Here's an evolving electronic collection of short prose pieces, with a poem contributed occasionally. Brevity guides. Although sometimes a piece will run to 900 words, most pieces are much shorter. Here one may find erotica, flash fiction, brief observations, and modest improvisations. Another rule is that each piece must have something to do with"red"; at least the word has to appear in each piece functionally. . . . All pieces are numbered and titled, so there's a de facto table of contents running down the rail below, under "Labels" (scroll down a bit). Browse for titles that look interesting, if you like. Thank you for stopping by. Look for some red today, tonight.

"Flaming June," by Frederick Lord Leighton

"Flaming June," by Frederick Lord Leighton

Monday, January 11, 2010

102. Experimental Aircraft

Once there was a woman who wished she didn't know so many things for sure. She'd learned not to try to convince people of what she knew, for they believed they knew things for sure, too. Arguing fatigued her. Besides, eventualities would demonstrate what was true better than she could: this she knew, too.

For instance, her husband took up the hobby of flying small experimental aircraft. When he'd told her of this new pursuit, she'd said, "I love you, and consider the word 'experimental,' please. When a cook experiments with a spice and fails, the result is merely an unappealing dish. When an experiment in aviation fails, gravity wrecks." Her husband had scoffed. He was jolly.

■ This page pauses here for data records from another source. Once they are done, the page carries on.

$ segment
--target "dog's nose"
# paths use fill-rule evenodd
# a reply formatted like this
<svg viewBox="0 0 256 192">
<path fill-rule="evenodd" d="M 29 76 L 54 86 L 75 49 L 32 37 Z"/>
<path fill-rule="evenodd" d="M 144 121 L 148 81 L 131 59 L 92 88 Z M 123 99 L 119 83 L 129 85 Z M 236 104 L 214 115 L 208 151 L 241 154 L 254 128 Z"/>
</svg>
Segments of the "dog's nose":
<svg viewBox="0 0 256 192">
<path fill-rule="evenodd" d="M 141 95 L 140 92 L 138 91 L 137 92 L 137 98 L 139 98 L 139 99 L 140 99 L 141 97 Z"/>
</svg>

Later, when he showed her a red aircraft of startling design, she knew the plane would fail--before takeoff, she hoped. The experimental aircraft simply looked too much like art and not enough like engineering to be competent in the sky.

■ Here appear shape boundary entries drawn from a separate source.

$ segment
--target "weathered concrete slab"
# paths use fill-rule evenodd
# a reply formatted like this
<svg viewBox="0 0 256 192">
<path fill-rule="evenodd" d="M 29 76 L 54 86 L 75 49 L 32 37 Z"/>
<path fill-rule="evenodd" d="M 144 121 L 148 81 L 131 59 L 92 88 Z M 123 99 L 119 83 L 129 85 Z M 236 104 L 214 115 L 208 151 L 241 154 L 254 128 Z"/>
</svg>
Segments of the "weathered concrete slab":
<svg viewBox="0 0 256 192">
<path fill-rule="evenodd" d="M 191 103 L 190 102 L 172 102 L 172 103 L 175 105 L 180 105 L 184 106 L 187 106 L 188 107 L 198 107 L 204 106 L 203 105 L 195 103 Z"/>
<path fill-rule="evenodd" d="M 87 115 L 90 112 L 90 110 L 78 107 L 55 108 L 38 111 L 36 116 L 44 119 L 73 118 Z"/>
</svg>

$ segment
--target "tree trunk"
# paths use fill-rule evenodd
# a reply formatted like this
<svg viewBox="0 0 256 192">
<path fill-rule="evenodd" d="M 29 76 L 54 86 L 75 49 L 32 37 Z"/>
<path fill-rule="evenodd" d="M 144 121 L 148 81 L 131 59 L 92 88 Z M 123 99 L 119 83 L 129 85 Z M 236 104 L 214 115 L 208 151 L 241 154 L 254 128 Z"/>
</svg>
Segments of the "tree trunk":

News of the fatal crash shocked her though she wasn't surprised. She grieved deeply. There's knowing, and then there's experiencing. Several weeks later, an attorney informed her that although her husband had intended to purchase more life insurance, he hadn't gotten around to doing so. There was some insurance, some money, but not a lot, the lawyer said. Her husband hadn't secured her economic future.

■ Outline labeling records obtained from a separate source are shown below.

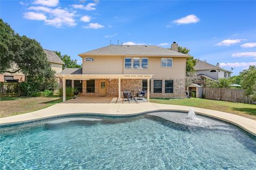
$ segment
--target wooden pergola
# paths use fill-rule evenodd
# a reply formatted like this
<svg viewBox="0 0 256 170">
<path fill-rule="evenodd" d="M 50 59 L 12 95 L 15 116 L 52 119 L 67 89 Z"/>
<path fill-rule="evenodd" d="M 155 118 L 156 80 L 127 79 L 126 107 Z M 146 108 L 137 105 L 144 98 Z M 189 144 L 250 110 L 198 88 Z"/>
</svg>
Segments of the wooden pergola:
<svg viewBox="0 0 256 170">
<path fill-rule="evenodd" d="M 104 79 L 118 80 L 118 101 L 121 101 L 121 79 L 147 79 L 147 100 L 149 101 L 150 79 L 153 75 L 154 74 L 58 74 L 56 76 L 62 79 L 63 101 L 66 101 L 66 80 L 89 80 Z"/>
</svg>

"I know," the woman said. "It's the way he was, and it's the way things are." She didn't mention how she knew that, as the plane approached the water, her husband had said "I'm sorry" to her, as if she were in the cockpit.

The little red plane didn't have a little black box, so there was no recording of her husband's last words. This absence pleased the woman, for she'd always preferred the knowing over the proof, wisdom over argument, and information over events, which could be brutal.